Dia itu menyebalkan sebagaimana cara bicaranya yang menuntut dan tak punya jeda. Tetapi (untuk alasan lain yang tidak bisa kumengerti) aku menyukai suaranya; menyukai setiap cerita yang ia katakan, juga ekspresinya yang kadang beragam dan bersungut-sungut.

Suatu sore, ketika udara tak terlalu panas dan lembab; aku mendengar langkah kakinya dari bawah, merangsek masuk ke dalam lorong melewati mural-mural abstrak sebelum menarik knop dan menimbulkan decitan──o, dia sudah datang.

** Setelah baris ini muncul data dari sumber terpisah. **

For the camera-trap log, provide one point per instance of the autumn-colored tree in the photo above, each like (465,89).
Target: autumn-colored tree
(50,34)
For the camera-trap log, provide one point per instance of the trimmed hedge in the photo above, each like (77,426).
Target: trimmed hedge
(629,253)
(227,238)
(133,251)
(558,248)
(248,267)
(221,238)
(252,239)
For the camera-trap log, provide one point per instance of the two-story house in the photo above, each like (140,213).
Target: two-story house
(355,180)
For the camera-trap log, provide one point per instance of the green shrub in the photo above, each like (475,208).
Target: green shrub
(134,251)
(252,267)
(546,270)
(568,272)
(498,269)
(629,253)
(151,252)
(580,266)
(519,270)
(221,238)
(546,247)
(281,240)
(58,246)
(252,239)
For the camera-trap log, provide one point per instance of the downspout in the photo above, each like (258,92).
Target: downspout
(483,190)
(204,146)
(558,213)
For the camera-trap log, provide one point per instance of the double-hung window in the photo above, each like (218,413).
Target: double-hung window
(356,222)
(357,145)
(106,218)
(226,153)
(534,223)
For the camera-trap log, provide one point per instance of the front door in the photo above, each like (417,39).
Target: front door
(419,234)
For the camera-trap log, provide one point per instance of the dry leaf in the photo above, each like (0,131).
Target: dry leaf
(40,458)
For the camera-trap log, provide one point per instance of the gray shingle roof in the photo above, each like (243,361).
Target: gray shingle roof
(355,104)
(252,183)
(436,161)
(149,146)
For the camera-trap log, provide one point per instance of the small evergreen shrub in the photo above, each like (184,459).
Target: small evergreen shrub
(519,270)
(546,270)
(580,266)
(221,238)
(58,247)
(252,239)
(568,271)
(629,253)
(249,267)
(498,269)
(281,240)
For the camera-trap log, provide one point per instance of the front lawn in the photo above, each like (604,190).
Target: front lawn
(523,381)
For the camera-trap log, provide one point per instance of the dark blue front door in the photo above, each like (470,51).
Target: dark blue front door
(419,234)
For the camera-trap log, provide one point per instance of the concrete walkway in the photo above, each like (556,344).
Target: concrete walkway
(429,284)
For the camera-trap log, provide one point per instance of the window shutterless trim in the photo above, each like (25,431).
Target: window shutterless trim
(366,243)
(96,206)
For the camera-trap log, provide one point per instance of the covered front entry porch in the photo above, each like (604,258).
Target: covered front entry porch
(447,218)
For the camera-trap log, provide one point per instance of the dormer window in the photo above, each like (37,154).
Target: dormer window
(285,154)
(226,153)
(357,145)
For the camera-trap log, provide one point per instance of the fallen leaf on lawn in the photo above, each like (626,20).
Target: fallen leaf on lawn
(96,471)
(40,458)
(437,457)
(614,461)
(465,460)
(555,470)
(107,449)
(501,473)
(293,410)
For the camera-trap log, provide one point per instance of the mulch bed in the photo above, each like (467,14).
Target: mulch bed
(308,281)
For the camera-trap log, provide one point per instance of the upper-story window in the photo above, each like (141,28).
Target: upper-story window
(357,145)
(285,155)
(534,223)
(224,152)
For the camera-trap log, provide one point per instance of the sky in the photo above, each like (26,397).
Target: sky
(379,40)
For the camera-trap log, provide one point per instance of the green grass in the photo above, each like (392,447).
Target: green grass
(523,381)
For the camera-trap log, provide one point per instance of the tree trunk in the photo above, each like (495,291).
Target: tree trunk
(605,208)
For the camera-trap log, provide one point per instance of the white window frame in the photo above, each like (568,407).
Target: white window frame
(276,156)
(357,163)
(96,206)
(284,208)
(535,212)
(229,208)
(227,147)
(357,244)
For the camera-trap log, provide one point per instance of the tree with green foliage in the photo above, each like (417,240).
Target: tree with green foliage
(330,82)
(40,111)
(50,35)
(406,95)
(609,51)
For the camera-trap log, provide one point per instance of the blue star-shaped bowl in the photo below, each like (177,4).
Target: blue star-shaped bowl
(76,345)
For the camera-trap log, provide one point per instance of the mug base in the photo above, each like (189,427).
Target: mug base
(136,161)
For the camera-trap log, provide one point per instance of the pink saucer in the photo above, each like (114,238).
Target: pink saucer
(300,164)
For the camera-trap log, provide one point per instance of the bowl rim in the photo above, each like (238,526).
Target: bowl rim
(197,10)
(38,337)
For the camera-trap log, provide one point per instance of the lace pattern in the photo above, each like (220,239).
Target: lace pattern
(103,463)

Ia melempar tasnya──sebagaimana yang aku tahu kalau dia sedang kesal, masygul hatinya pun tak tentram. Aku jadi antitesa, menunggu-nunggu kapan celotehannya yang kerap muncul itu keluar. Ternyata, aku berekspektasi. Ia tak bersuara sama sekali──desau napasnya saja yang terdengar teratur. Ia selayaknya orang bambung dan aku bisa mendengar riuh-rendah di dalam diriku bersama rasa was-was.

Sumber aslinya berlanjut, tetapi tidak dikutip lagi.